In March 2020, the FASB issued ASU 2020-04, Reference Rate Reform (Topic 848): Facilitation of the Effects of Reference Rate Reform on Financial Reporting. This guidance eases the potential burden in accounting for reference rate reform. The amendments are elective and apply to all entities that have contracts, hedging relationships, and other transactions that reference LIBOR or another reference rate expected to be discontinued due to reference rate reform.
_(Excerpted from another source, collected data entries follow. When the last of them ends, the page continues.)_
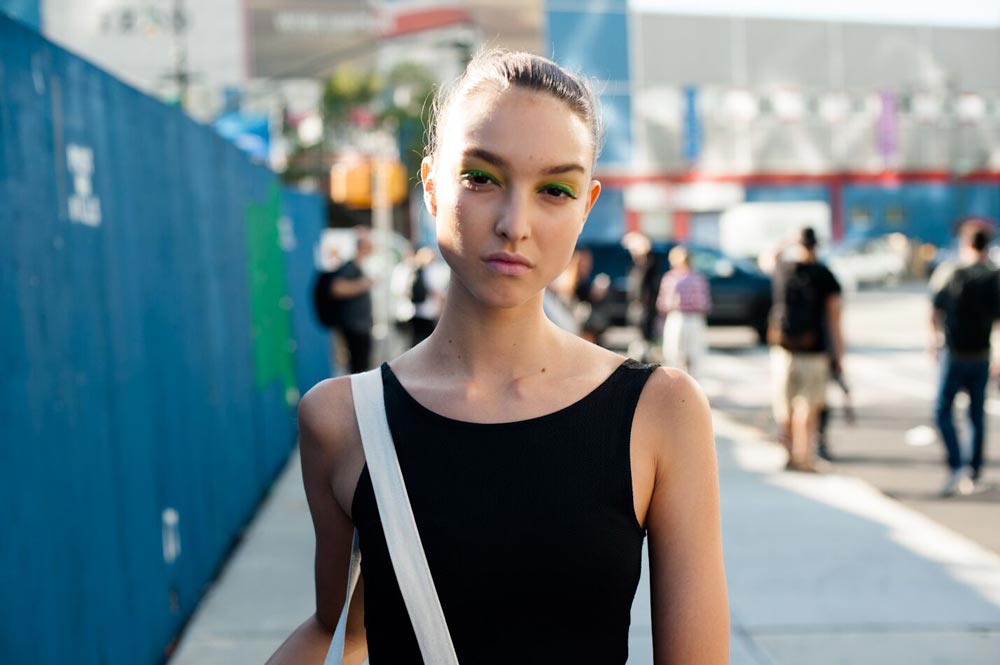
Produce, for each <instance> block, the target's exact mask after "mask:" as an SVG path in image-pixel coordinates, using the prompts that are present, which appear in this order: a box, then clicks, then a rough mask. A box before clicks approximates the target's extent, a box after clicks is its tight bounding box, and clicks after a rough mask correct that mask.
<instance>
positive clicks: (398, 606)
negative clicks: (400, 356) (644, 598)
mask: <svg viewBox="0 0 1000 665" xmlns="http://www.w3.org/2000/svg"><path fill="white" fill-rule="evenodd" d="M653 369H654V366H652V365H642V364H640V363H637V362H635V361H632V360H628V361H626V362H624V363H623V364H622V365H621V366H619V367H618V368H617V369H616V370H615V372H614V373H613V374H612V375H611V376H610V377H608V379H607V380H605V381H604V383H602V384H601V385H600V386H599V387H598V388H596V389H595V390H594V391H593V392H591V393H590V394H589V395H587V396H586V397H584V398H583V399H581V400H580V401H578V402H576V403H574V404H572V405H570V406H568V407H566V408H564V409H560V410H559V411H556V412H554V413H551V414H548V415H544V416H541V417H538V418H531V419H529V420H522V421H517V422H509V423H490V424H482V423H468V422H463V421H459V420H454V419H451V418H447V417H445V416H442V415H439V414H437V413H435V412H433V411H430V410H429V409H427V408H425V407H423V406H421V405H420V404H419V403H418V402H417V401H416V400H415V399H414V398H413V397H412V396H410V394H409V393H407V392H406V390H405V389H404V388H403V386H402V385H401V384H400V383H399V380H398V379H397V378H396V376H395V375H394V374H393V373H392V370H391V369H389V366H388V365H387V364H383V365H382V378H383V383H384V385H385V406H386V413H387V414H388V420H389V428H390V430H391V431H392V436H393V439H394V441H395V446H396V451H397V454H398V456H399V464H400V467H401V468H402V471H403V478H404V480H405V482H406V488H407V492H408V493H409V496H410V503H411V504H412V506H413V513H414V516H415V518H416V521H417V527H418V529H419V531H420V538H421V540H422V541H423V545H424V550H425V551H426V553H427V561H428V564H429V566H430V570H431V574H432V576H433V577H434V584H435V586H436V587H437V591H438V596H439V597H440V599H441V606H442V608H443V609H444V615H445V619H446V621H447V623H448V627H449V630H450V632H451V636H452V640H453V642H454V644H455V651H456V652H457V654H458V660H459V662H461V663H462V664H463V665H481V664H486V663H503V664H504V665H510V664H511V663H519V664H525V663H546V664H551V663H594V664H600V665H605V664H607V665H610V664H612V663H614V664H616V665H618V664H622V663H625V661H626V660H627V658H628V628H629V619H630V614H631V606H632V598H633V596H634V595H635V589H636V585H637V584H638V582H639V573H640V566H641V557H642V541H643V538H644V537H645V531H644V529H643V528H642V527H641V526H640V525H639V523H638V522H637V520H636V518H635V508H634V505H633V499H632V471H631V466H630V454H629V440H630V435H631V428H632V416H633V414H634V412H635V407H636V404H637V402H638V401H639V394H640V393H641V392H642V388H643V386H644V385H645V383H646V379H648V378H649V376H650V374H651V373H652V371H653ZM352 513H353V516H354V524H355V526H356V528H357V529H358V533H359V536H360V542H361V552H362V557H361V567H362V574H363V575H364V582H365V583H364V594H365V598H364V600H365V626H366V628H367V632H368V648H369V660H370V662H371V664H372V665H409V664H411V663H412V664H418V663H421V662H422V660H421V657H420V650H419V648H418V646H417V641H416V637H415V636H414V633H413V628H412V626H411V624H410V619H409V617H408V615H407V613H406V607H405V605H404V604H403V599H402V596H401V595H400V592H399V586H398V585H397V583H396V578H395V574H394V573H393V569H392V563H391V561H390V559H389V553H388V549H387V547H386V543H385V535H384V534H383V532H382V525H381V522H380V521H379V516H378V509H377V507H376V504H375V495H374V494H373V490H372V485H371V477H370V476H369V475H368V468H367V466H366V467H365V468H364V469H363V470H362V472H361V477H360V479H359V481H358V486H357V490H356V491H355V495H354V500H353V506H352ZM426 665H434V664H432V663H428V664H426Z"/></svg>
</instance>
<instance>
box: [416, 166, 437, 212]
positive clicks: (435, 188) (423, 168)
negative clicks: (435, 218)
mask: <svg viewBox="0 0 1000 665" xmlns="http://www.w3.org/2000/svg"><path fill="white" fill-rule="evenodd" d="M420 181H421V182H422V183H423V185H424V205H425V206H427V212H429V213H430V214H431V217H437V187H436V183H435V182H434V162H433V160H432V159H431V158H430V157H424V159H423V161H421V162H420Z"/></svg>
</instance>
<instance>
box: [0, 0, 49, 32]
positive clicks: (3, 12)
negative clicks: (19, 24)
mask: <svg viewBox="0 0 1000 665" xmlns="http://www.w3.org/2000/svg"><path fill="white" fill-rule="evenodd" d="M4 13H6V14H9V15H10V16H13V17H14V18H16V19H17V20H19V21H24V22H25V23H27V24H28V25H30V26H31V27H33V28H34V29H35V30H38V29H39V28H40V27H41V25H42V9H41V3H39V0H0V14H4Z"/></svg>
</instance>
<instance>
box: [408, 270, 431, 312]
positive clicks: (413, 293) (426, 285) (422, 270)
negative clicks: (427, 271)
mask: <svg viewBox="0 0 1000 665" xmlns="http://www.w3.org/2000/svg"><path fill="white" fill-rule="evenodd" d="M425 300H427V283H426V282H424V269H423V268H417V269H416V271H414V273H413V283H412V284H410V302H412V303H413V304H414V305H419V304H420V303H422V302H424V301H425Z"/></svg>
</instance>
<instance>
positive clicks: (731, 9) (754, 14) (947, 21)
mask: <svg viewBox="0 0 1000 665" xmlns="http://www.w3.org/2000/svg"><path fill="white" fill-rule="evenodd" d="M629 6H630V7H631V8H632V9H638V10H641V11H647V12H654V11H661V12H664V13H679V14H707V15H713V16H718V15H735V16H767V17H777V18H795V19H812V20H816V19H825V20H841V21H860V22H867V23H907V24H917V25H953V26H965V27H980V28H997V27H1000V0H838V1H837V2H830V1H829V0H822V1H819V0H629Z"/></svg>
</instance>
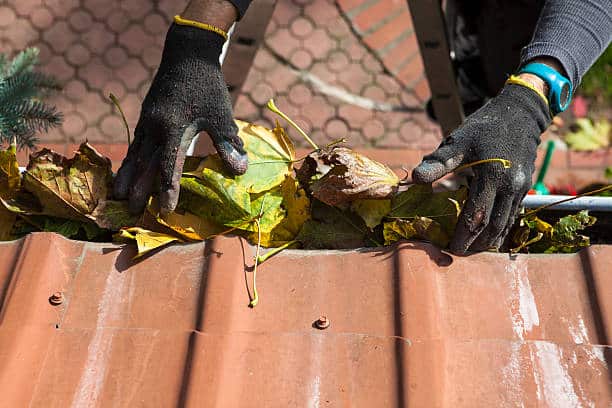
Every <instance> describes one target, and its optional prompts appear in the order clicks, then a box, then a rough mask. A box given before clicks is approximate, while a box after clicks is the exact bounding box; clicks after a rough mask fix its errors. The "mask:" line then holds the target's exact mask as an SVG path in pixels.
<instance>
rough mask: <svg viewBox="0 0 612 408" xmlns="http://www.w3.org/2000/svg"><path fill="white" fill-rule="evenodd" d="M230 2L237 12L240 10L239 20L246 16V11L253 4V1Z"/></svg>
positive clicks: (239, 12)
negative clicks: (235, 8)
mask: <svg viewBox="0 0 612 408" xmlns="http://www.w3.org/2000/svg"><path fill="white" fill-rule="evenodd" d="M230 2H231V3H232V4H233V5H234V7H236V10H238V20H240V19H241V18H242V16H244V13H246V9H248V8H249V4H251V0H230Z"/></svg>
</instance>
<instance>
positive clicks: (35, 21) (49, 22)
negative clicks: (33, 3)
mask: <svg viewBox="0 0 612 408" xmlns="http://www.w3.org/2000/svg"><path fill="white" fill-rule="evenodd" d="M0 15H1V11H0ZM0 20H1V17H0ZM30 22H31V23H32V25H33V26H34V27H36V28H38V29H39V30H44V29H46V28H49V27H50V26H51V24H52V23H53V14H52V13H51V11H50V10H49V9H48V8H47V7H37V8H36V10H34V11H32V14H31V15H30ZM0 26H2V22H0Z"/></svg>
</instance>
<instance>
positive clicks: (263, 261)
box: [257, 240, 300, 264]
mask: <svg viewBox="0 0 612 408" xmlns="http://www.w3.org/2000/svg"><path fill="white" fill-rule="evenodd" d="M299 242H300V241H297V240H293V241H289V242H286V243H284V244H283V245H281V246H279V247H276V248H272V249H271V250H269V251H268V252H266V253H265V254H263V255H261V256H258V257H257V261H258V262H259V263H260V264H262V263H264V262H265V261H267V260H268V259H269V258H272V257H273V256H274V255H276V254H278V253H279V252H281V251H284V250H285V249H287V248H289V247H290V246H291V245H294V244H298V243H299Z"/></svg>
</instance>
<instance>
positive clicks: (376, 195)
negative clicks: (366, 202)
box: [310, 147, 399, 206]
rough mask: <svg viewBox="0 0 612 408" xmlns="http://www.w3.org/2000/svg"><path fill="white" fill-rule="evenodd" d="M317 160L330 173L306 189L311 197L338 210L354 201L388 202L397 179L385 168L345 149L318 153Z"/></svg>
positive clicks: (320, 178)
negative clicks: (348, 203)
mask: <svg viewBox="0 0 612 408" xmlns="http://www.w3.org/2000/svg"><path fill="white" fill-rule="evenodd" d="M319 160H321V161H322V162H323V163H324V164H326V165H329V166H330V167H331V169H330V170H329V171H328V172H327V173H326V174H325V175H323V177H321V178H320V179H318V180H315V181H314V182H312V184H311V185H310V189H311V191H312V194H313V196H315V197H316V198H317V199H319V200H321V201H322V202H324V203H326V204H329V205H333V206H338V205H342V204H345V203H349V202H351V201H354V200H357V199H373V198H377V199H382V198H389V197H391V195H392V194H393V193H394V192H395V191H396V190H397V185H398V183H399V178H398V177H397V175H396V174H395V173H394V172H393V171H392V170H391V169H390V168H388V167H387V166H385V165H384V164H381V163H379V162H377V161H375V160H372V159H369V158H367V157H365V156H363V155H361V154H359V153H356V152H354V151H352V150H351V149H348V148H345V147H336V148H332V149H331V150H330V151H329V152H327V153H320V154H319Z"/></svg>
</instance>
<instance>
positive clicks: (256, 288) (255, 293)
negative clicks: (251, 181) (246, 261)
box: [249, 195, 267, 307]
mask: <svg viewBox="0 0 612 408" xmlns="http://www.w3.org/2000/svg"><path fill="white" fill-rule="evenodd" d="M266 197H267V195H264V196H263V198H262V199H261V208H260V209H259V216H257V218H255V224H257V250H256V251H255V264H254V265H253V298H252V299H251V302H250V303H249V307H255V306H257V303H259V294H258V293H257V265H258V264H259V252H260V251H261V224H260V220H261V217H263V206H264V203H265V202H266ZM249 295H250V294H249Z"/></svg>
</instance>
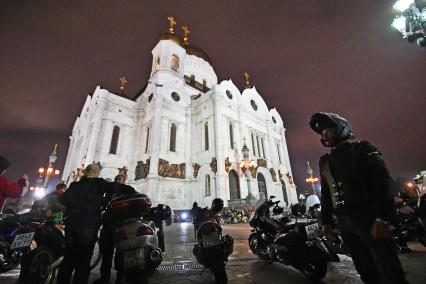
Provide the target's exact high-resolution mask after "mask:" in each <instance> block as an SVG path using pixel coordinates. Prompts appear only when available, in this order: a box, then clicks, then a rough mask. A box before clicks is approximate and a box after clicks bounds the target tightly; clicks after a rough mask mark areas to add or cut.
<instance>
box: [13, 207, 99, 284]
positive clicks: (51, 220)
mask: <svg viewBox="0 0 426 284" xmlns="http://www.w3.org/2000/svg"><path fill="white" fill-rule="evenodd" d="M51 213H52V212H50V211H46V210H38V211H36V212H30V213H28V214H31V215H36V216H39V217H38V222H37V223H36V228H35V231H34V233H35V234H34V238H33V240H32V243H31V249H30V250H27V251H26V253H25V254H24V255H23V256H22V261H21V272H20V276H19V278H20V280H21V282H23V283H26V284H49V283H52V282H53V280H54V279H55V275H56V272H57V270H58V268H59V265H60V264H61V262H62V260H63V254H64V249H65V231H64V229H65V227H64V225H63V224H62V217H61V218H60V220H58V219H57V218H56V217H55V216H52V215H51ZM55 214H56V213H55ZM57 214H60V215H61V216H62V213H57ZM97 244H98V242H97ZM101 257H102V256H101V254H100V253H99V250H97V253H94V255H93V257H92V261H91V264H90V268H91V269H93V268H94V267H95V266H96V265H97V264H98V263H99V262H100V260H101Z"/></svg>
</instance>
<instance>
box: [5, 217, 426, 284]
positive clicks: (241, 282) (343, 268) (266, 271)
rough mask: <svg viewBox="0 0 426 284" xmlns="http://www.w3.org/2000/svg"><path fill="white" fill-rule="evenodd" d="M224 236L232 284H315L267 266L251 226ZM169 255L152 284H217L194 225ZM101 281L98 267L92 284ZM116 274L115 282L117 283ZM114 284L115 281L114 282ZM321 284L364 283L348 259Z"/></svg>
mask: <svg viewBox="0 0 426 284" xmlns="http://www.w3.org/2000/svg"><path fill="white" fill-rule="evenodd" d="M223 229H224V233H225V234H229V235H231V236H232V237H233V238H234V252H233V254H232V255H231V256H230V257H229V262H228V263H227V266H226V270H227V274H228V278H229V282H228V283H230V284H237V283H262V284H272V283H312V282H311V281H310V280H308V279H307V278H306V277H305V276H304V275H302V273H300V272H299V271H297V270H295V269H293V268H292V267H289V266H285V265H283V264H280V263H272V264H269V263H265V262H264V261H262V260H260V259H259V258H257V257H256V256H254V255H253V253H252V252H251V251H250V249H249V247H248V243H247V238H248V235H249V234H250V226H248V225H247V224H235V225H224V226H223ZM165 236H166V255H165V259H164V261H163V263H162V265H161V266H160V267H159V268H158V270H157V271H156V272H155V273H154V275H153V276H152V277H151V278H150V283H151V284H153V283H159V284H160V283H167V284H171V283H173V284H184V283H194V284H196V283H203V284H209V283H214V279H213V275H212V274H211V273H210V272H209V271H208V270H205V269H203V267H202V266H201V265H199V264H198V263H197V262H196V260H195V258H194V256H193V254H192V248H193V246H194V244H195V243H196V240H195V238H194V231H193V227H192V224H191V223H175V224H173V225H172V226H169V227H165ZM410 247H411V249H412V250H413V252H411V253H408V254H403V255H400V258H401V261H402V263H403V265H404V270H405V272H406V275H407V278H408V280H409V281H410V283H412V284H420V283H421V284H423V283H426V269H425V267H426V249H425V248H424V247H423V246H421V245H420V244H417V243H413V244H410ZM18 275H19V270H14V271H10V272H8V273H6V274H2V275H0V283H2V284H9V283H17V278H18ZM98 277H99V265H98V267H96V268H95V269H94V270H93V271H92V273H91V275H90V282H89V283H91V282H92V281H93V280H95V279H97V278H98ZM114 277H115V273H113V276H112V280H114ZM111 283H113V281H111ZM321 283H333V284H334V283H345V284H346V283H348V284H349V283H350V284H355V283H362V281H361V280H360V279H359V276H358V274H357V273H356V271H355V269H354V266H353V263H352V261H351V259H350V258H349V257H346V256H341V261H340V262H338V263H332V264H330V265H329V268H328V273H327V276H326V277H325V278H324V279H323V281H322V282H321Z"/></svg>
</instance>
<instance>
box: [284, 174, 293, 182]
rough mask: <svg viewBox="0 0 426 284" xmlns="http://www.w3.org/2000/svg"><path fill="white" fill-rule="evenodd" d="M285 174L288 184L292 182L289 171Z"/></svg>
mask: <svg viewBox="0 0 426 284" xmlns="http://www.w3.org/2000/svg"><path fill="white" fill-rule="evenodd" d="M286 176H287V179H288V182H289V183H290V184H293V177H292V176H291V175H290V173H286Z"/></svg>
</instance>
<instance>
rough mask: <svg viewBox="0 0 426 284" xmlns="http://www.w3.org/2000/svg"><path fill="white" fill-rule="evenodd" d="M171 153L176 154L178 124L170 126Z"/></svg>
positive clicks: (171, 125) (170, 140)
mask: <svg viewBox="0 0 426 284" xmlns="http://www.w3.org/2000/svg"><path fill="white" fill-rule="evenodd" d="M169 150H170V152H176V124H174V123H172V125H171V126H170V148H169Z"/></svg>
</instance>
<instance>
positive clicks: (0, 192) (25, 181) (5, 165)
mask: <svg viewBox="0 0 426 284" xmlns="http://www.w3.org/2000/svg"><path fill="white" fill-rule="evenodd" d="M10 165H11V163H10V162H9V160H7V159H6V158H4V157H1V156H0V211H1V210H2V208H3V204H4V202H5V201H6V198H8V197H9V198H19V197H20V196H21V194H22V191H23V189H24V187H26V186H28V176H27V175H23V176H22V178H20V179H19V180H18V181H17V182H10V181H9V180H7V178H5V177H4V176H3V174H4V173H5V172H6V169H7V168H9V167H10Z"/></svg>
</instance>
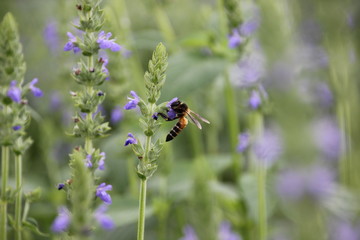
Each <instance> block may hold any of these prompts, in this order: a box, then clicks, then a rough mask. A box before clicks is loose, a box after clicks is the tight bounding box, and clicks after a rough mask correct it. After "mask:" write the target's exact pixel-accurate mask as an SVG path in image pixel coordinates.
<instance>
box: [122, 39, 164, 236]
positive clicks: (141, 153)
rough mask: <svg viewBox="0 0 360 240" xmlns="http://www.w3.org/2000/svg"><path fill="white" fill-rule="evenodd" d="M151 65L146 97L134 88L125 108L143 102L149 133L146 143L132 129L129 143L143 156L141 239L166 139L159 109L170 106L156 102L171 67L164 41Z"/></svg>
mask: <svg viewBox="0 0 360 240" xmlns="http://www.w3.org/2000/svg"><path fill="white" fill-rule="evenodd" d="M148 67H149V69H148V71H147V72H146V73H145V76H144V78H145V87H146V96H147V98H146V100H145V101H144V100H143V99H142V98H141V97H139V96H138V95H137V94H136V93H135V92H134V91H131V95H132V97H133V98H129V102H128V103H127V104H126V105H125V107H124V108H125V109H126V110H129V109H133V108H136V107H137V106H139V108H140V111H141V114H142V117H141V118H140V125H141V127H142V128H143V131H144V135H145V143H144V144H142V143H141V142H140V140H139V139H138V138H135V136H134V135H132V134H131V133H129V134H128V139H127V140H126V142H125V146H127V145H129V144H131V145H132V149H133V151H134V153H135V154H136V156H137V157H138V159H139V163H138V165H137V175H138V177H139V179H140V196H139V220H138V230H137V240H143V239H144V232H145V209H146V188H147V187H146V185H147V180H148V179H149V178H150V177H151V176H152V175H153V174H154V172H155V171H156V169H157V165H158V164H157V160H158V158H159V155H160V151H161V149H162V144H163V143H162V141H161V140H159V139H156V138H155V137H154V134H155V133H156V131H157V130H158V129H159V127H160V125H161V122H160V121H156V119H157V113H162V112H165V111H167V110H169V109H168V107H166V105H167V104H168V103H167V102H165V103H162V104H159V105H156V102H157V101H158V99H159V97H160V94H161V92H160V91H161V88H162V86H163V85H164V83H165V78H166V75H165V70H166V68H167V53H166V49H165V46H164V45H163V44H161V43H160V44H158V45H157V47H156V49H155V51H154V53H153V55H152V59H151V60H150V61H149V65H148Z"/></svg>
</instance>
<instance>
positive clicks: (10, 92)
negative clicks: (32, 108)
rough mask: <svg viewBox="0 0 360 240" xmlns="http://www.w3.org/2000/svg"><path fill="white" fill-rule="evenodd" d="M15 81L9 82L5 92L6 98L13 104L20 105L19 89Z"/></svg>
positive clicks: (19, 96)
mask: <svg viewBox="0 0 360 240" xmlns="http://www.w3.org/2000/svg"><path fill="white" fill-rule="evenodd" d="M16 84H17V82H16V80H13V81H11V83H10V87H9V89H8V91H7V94H6V95H7V96H8V97H9V98H11V100H13V101H14V102H17V103H20V101H21V89H20V88H18V87H17V86H16Z"/></svg>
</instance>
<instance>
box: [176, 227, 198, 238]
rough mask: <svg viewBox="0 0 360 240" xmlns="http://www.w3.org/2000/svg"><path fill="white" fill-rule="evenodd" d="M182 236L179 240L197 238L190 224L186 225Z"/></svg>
mask: <svg viewBox="0 0 360 240" xmlns="http://www.w3.org/2000/svg"><path fill="white" fill-rule="evenodd" d="M183 232H184V237H182V238H180V239H179V240H198V238H197V236H196V233H195V230H194V229H193V228H192V227H191V226H186V227H185V228H184V230H183Z"/></svg>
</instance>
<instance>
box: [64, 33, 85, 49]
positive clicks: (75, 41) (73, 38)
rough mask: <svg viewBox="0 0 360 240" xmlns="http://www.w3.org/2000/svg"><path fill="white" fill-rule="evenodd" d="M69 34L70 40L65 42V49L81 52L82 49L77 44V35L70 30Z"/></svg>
mask: <svg viewBox="0 0 360 240" xmlns="http://www.w3.org/2000/svg"><path fill="white" fill-rule="evenodd" d="M67 36H68V37H69V41H68V42H67V43H66V44H65V46H64V51H71V50H73V52H74V53H78V52H80V51H81V49H80V48H79V47H78V46H77V39H76V37H75V36H74V35H73V34H72V33H71V32H68V33H67Z"/></svg>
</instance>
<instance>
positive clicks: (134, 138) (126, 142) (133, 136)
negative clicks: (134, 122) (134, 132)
mask: <svg viewBox="0 0 360 240" xmlns="http://www.w3.org/2000/svg"><path fill="white" fill-rule="evenodd" d="M129 144H137V140H136V138H135V137H134V135H132V134H131V133H128V138H127V139H126V141H125V144H124V146H127V145H129Z"/></svg>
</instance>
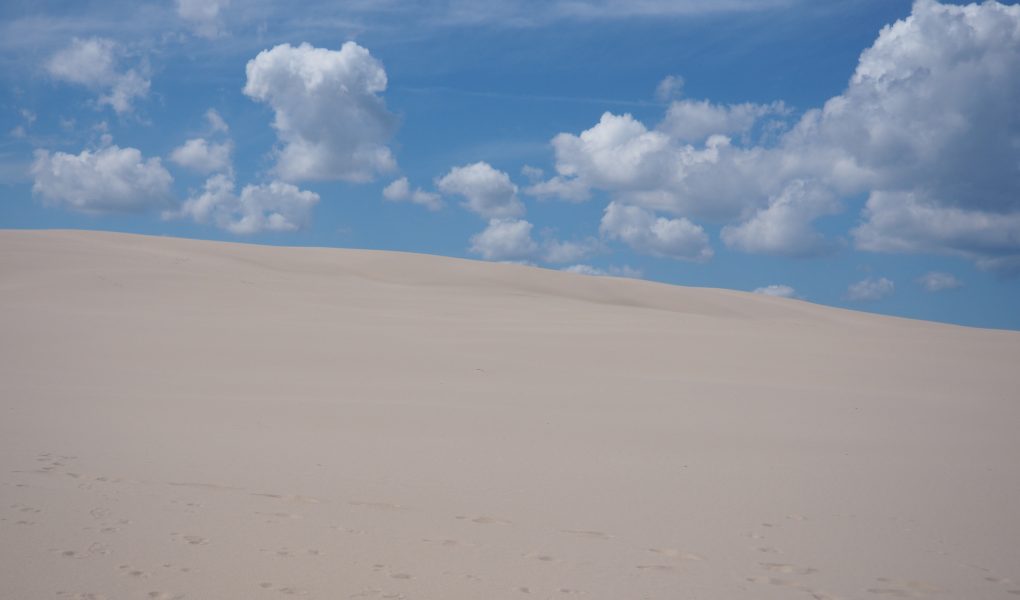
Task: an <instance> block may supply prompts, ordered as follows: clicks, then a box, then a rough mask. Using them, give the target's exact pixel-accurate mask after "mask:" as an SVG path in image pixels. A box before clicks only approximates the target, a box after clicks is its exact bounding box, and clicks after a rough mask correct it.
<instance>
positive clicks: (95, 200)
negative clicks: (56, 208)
mask: <svg viewBox="0 0 1020 600" xmlns="http://www.w3.org/2000/svg"><path fill="white" fill-rule="evenodd" d="M31 172H32V176H33V178H34V180H35V183H34V185H33V187H32V191H33V193H34V194H36V195H38V196H39V197H41V198H42V199H43V201H44V202H46V203H48V204H53V205H56V206H61V207H64V208H69V209H71V210H78V211H81V212H91V213H102V212H140V211H144V210H146V209H149V208H152V207H157V206H163V205H165V204H166V203H167V201H168V199H169V189H170V184H171V183H172V182H173V178H171V177H170V173H169V172H167V171H166V169H165V168H163V165H162V164H161V162H160V160H159V158H155V157H154V158H148V159H146V158H144V157H143V156H142V152H141V151H140V150H138V149H136V148H119V147H117V146H112V145H111V146H107V147H105V148H101V149H99V150H95V151H92V150H83V151H82V152H81V153H79V154H67V153H65V152H54V153H52V154H51V153H50V152H49V151H47V150H37V151H36V158H35V161H34V162H33V164H32V170H31Z"/></svg>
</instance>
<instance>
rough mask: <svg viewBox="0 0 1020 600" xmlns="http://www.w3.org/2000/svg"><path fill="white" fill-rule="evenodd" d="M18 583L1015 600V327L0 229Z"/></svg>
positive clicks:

The new guidance provides the following optional expedients that reduce costs and complexity of accounting for reference rate reform: Simplify accounting analysis for contract modifications; Allow hedging relationships to continue without de-designation if there are qualifying changes in critical terms of an existing hedging relationship due to reference rate reform; Allow change in the systematic and rational method used to recognize in earnings the components excluded from the assessment of hedge effectiveness; Allow a change in the designated benchmark interest rate to a different eligible benchmark interest rate in a fair value hedging relationship; Allow the shortcut method for a fair value hedging relationship to continue for the remainder of the hedging relationship; Simplify the assessment of hedge effectiveness and provide temporary optional expedients for cash flow hedging relationships affected by reference rate reform; and allow a one-time election to sell or transfer debt securities classified as held-to-maturity that reference a rate affected by reference rate reform and are classified as held-to-maturity before January 1, 2020. The amendments are effective for all entities from the beginning of an interim period that includes the issuance date of the ASU. An entity may elect to apply the amendments prospectively through December 31, 2022. We have identified all LIBOR exposure and are working to communicate and revise any contracts as necessary. The adoption of this standard is not expected to have a material effect on our operating results or financial condition.